A laser-based microscopy technique may have settled a long-standing debate among neuroscientists about how brain cells process energy -- while explaining what's really happening in PET (positron emission tomography) imaging and offering a better way to observe the damage that strokes and neurodegenerative diseases, such as Alzheimer's, wreak on brain cells.
Multi-photon microscopy scans by Cornell University biophysicists of living brain tissue, as reported in the latest issue of Science (July 2, 2004), reveal exactly how and when neurons (the cells that do the thinking) and astrocytes (the starburst-shaped glial cells that service neurons) interact to burn oxygen and glucose, after astrocytes make lactate from glucose in the bloodstream, to meet the extraordinary energy demands of the brain.
Based on imaging of two different energy states of NADH (nicotinamide adenine dinucleotide, a coenzyme involved in brain-cell metabolism), the Cornell biophysicists say they have both confirmed and redefined the controversial "astrocyte-neuron lactate shuttle" hypothesis for brain energy metabolism.

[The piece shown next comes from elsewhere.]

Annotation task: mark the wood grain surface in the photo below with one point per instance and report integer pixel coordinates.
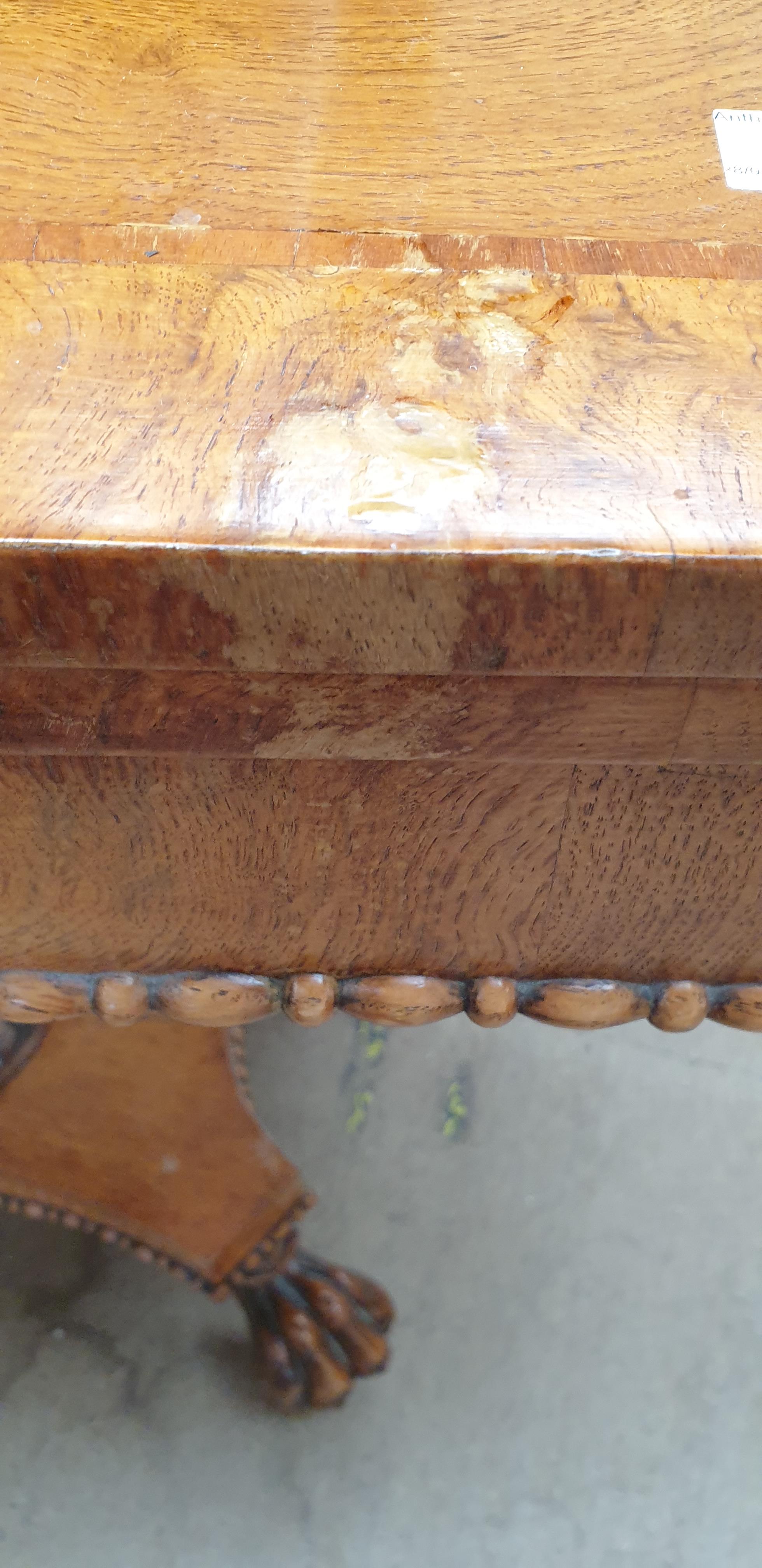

"Over the past decade scientists have passionately debated whether the activated brain burns glucose completely to water or incompletely to lactate," said Karl A. Kasischke, M.D., lead author of the Science paper titled "Neural Activity Triggers Neuronal Oxidative Metabolism Followed by Astrocytic Glycolysis." "Our results unify existing contradictory opinions and should be a win-win situation for both factions," said Kasischke, who is a research associate in the Developmental Resource for Biophysical Imaging and Opto-electronics (DRBIO) laboratory headed by Watt W. Webb. Webb, Cornell's S.B. Eckert Professor in Engineering and a co-inventor of multiphoton microscopy who also is an author on the Science paper, explains: "Multiphoton microscopy imaging of intrinsic fluorescence in NADH shows that early oxidative metabolism in neurons is eventually sustained -- after about 10 seconds -- by late activation of the astrocyte-neuron lactate shuttle. Neurons, even at rest, are always burning glucose and they continue to do so when a signal begins to pass through the neurons. Then the astrocytes 'kick in' to provide lactate fuel that they have converted from glucose."
If that seems like a fine point, it is one that escaped scientists who developed PET and fMRI (functional magnetic resonance imaging) scanning technologies, as well as the medical personnel who use those diagnostic tools everyday without knowing exactly what the images represent. PET and fMRI are not recording neural activity directly, but rather surrogates for activity -- changes in blood flow (in the case of PET) and blood oxygenation (fMRI) -- Kasischke explained. He compares PET and fMRI scans to pictures from cameras with slow shutter speeds and wide-angle lenses, producing a broad view over a relatively lengthy time span. A very different picture emerges from multiphoton microscopy, which can record millisecond changes in microscopic detail. The ultra-fast microscopic technique can image individual nerve cells and even their finest extensions, where important steps in brain-cell metabolism take place.